Embodied Multi-Agent Coordination by Aligning World Models Through Dialogue

Effective collaboration between embodied agents requires more than acting in a shared environment; it demands communication grounded in each agent's evolving understanding of the world. When agents can only partially observe their surroundings, coordination without communication is provably hard, but communication can, in principle, bridge this gap by allowing agents to share observations and align their world models. In this work, we examine whether LLM-based embodied agents actually realize the ability to communicate. We extend PARTNR, a benchmark for collaborative household robotics, with a natural-language dialogue channel that enables two agents with partial observability to communicate during task execution. To evaluate whether dialogue leads to genuine world-model alignment rather than superficial coordination, we propose a framework for measuring world-model alignment defined over per-agent world graphs: observation convergence (do private world models align over time?), information novelty (do messages convey what the partner lacks?), and belief-sensitive messaging (do agents model what their partner knows?). Our experiments across three LLMs reveal that dialogue reduces action conflicts 40 to 83 percentage points but degrades task success relative to silent coordination. Using our metrics, we characterize the gap between superficial coordination and genuine world-model alignment, and identify where current models fall on this spectrum.

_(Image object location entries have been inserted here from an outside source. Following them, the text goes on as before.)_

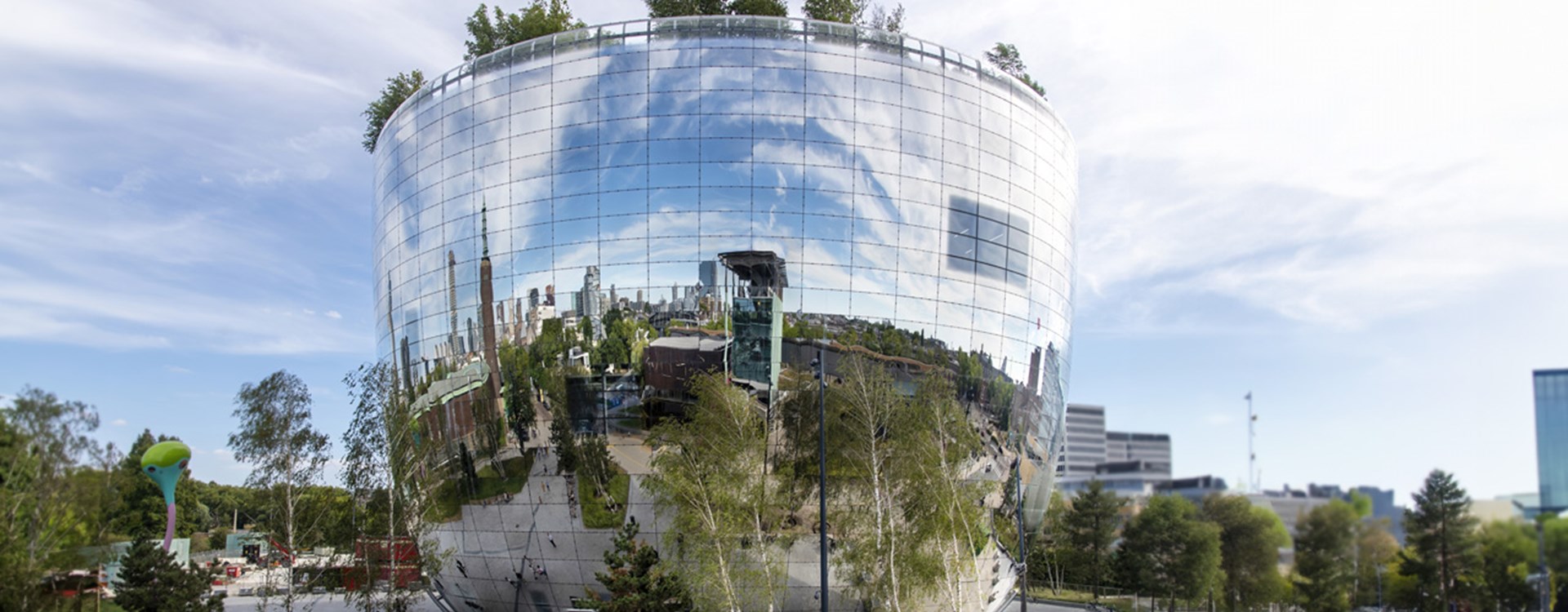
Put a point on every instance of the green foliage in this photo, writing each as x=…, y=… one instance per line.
x=676, y=8
x=843, y=11
x=1089, y=528
x=1506, y=557
x=140, y=511
x=151, y=581
x=564, y=440
x=709, y=477
x=1361, y=504
x=604, y=511
x=42, y=443
x=1325, y=557
x=1375, y=547
x=1250, y=540
x=883, y=19
x=596, y=467
x=392, y=95
x=507, y=29
x=1440, y=539
x=1167, y=550
x=1007, y=60
x=287, y=455
x=637, y=581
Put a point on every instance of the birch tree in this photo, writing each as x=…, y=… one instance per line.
x=707, y=472
x=284, y=450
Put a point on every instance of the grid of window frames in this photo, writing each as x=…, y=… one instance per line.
x=901, y=182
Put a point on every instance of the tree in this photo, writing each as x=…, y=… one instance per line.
x=564, y=439
x=843, y=11
x=42, y=441
x=1048, y=557
x=385, y=460
x=506, y=30
x=1506, y=557
x=1375, y=548
x=637, y=581
x=286, y=453
x=883, y=19
x=1250, y=540
x=140, y=512
x=1325, y=557
x=1007, y=60
x=707, y=475
x=678, y=8
x=1089, y=531
x=376, y=114
x=1440, y=539
x=151, y=581
x=940, y=512
x=1165, y=550
x=596, y=463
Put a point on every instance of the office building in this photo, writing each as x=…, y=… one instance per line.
x=916, y=196
x=1084, y=429
x=1551, y=436
x=1153, y=450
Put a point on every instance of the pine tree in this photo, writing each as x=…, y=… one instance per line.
x=1089, y=530
x=1325, y=557
x=1250, y=540
x=1441, y=540
x=1167, y=552
x=637, y=581
x=151, y=581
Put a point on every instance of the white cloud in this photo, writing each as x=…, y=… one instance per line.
x=1339, y=163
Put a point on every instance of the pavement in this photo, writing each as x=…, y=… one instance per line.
x=1040, y=606
x=317, y=603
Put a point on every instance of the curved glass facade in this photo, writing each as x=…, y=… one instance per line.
x=896, y=197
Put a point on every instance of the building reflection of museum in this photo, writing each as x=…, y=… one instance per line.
x=729, y=320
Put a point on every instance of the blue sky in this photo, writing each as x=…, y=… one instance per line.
x=1352, y=210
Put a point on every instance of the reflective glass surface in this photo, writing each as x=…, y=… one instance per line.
x=918, y=204
x=1551, y=429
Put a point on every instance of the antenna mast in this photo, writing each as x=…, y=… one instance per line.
x=1252, y=456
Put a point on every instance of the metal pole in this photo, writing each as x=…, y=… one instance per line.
x=1544, y=588
x=1022, y=554
x=822, y=467
x=1252, y=458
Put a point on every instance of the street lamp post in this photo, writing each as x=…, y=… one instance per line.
x=822, y=467
x=1022, y=553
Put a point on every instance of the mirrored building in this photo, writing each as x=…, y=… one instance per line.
x=579, y=226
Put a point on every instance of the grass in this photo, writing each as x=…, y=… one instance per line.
x=449, y=495
x=1079, y=596
x=595, y=514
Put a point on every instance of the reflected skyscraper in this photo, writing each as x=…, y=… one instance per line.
x=921, y=202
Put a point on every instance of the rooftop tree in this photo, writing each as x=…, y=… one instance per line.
x=1007, y=60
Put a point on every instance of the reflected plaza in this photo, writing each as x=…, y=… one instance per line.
x=639, y=204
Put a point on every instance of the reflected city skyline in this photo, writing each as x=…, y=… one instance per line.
x=586, y=201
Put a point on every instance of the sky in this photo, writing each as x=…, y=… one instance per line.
x=1349, y=210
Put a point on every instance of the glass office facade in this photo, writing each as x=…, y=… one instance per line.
x=579, y=188
x=1551, y=436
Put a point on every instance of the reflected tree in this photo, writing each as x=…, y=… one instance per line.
x=709, y=472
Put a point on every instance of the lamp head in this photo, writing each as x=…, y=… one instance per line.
x=163, y=462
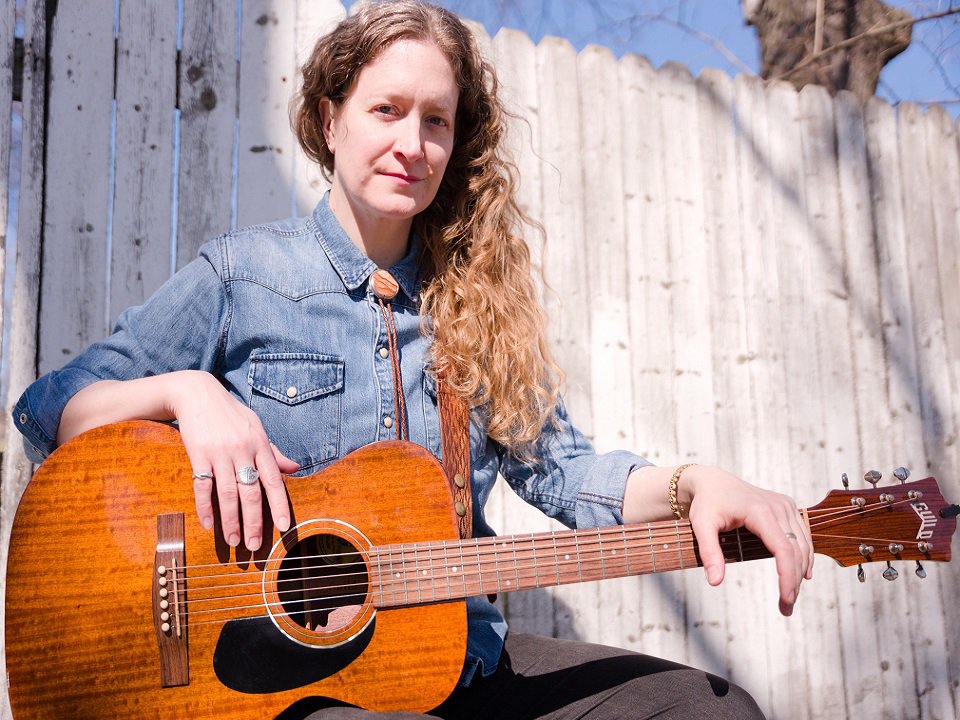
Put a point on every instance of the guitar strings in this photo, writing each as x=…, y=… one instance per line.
x=587, y=543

翻译：摘要：具身智能体之间的有效协作不仅需要在共享环境中行动，还要求沟通植根于每个智能体对世界不断演化的理解。当智能体只能部分观察其周围环境时，无沟通的协调在理论上异常困难，但原则上，沟通可以通过允许智能体共享观察结果并对其世界模型进行对齐来弥补这一差距。在这项工作中，我们检验了基于大语言模型的具身智能体是否真正实现了沟通能力。我们对PARTNR（一个面向协作家庭机器人的基准测试）进行了扩展，引入了一个自然语言对话通道，使得部分可观测环境中的两个智能体能够在任务执行过程中进行沟通。为了评估对话是否导致了真正的世界模型对齐而非表面协调，我们提出了一套衡量世界模型对齐程度的框架，该框架基于每个智能体的世界图进行定义，包括：观测收敛性（私有世界模型是否随时间对齐？）、信息新颖性（消息是否传达了伙伴缺乏的信息？）以及对信念敏感的消息传递（智能体是否对伙伴已知信息进行建模？）。我们在三种大语言模型上的实验表明，与无声协调相比，对话将动作冲突减少了40至83个百分点，但降低了任务成功率。利用我们的指标，我们刻画了表面协调与真正世界模型对齐之间的差距，并确定了当前模型在此频谱上的位置。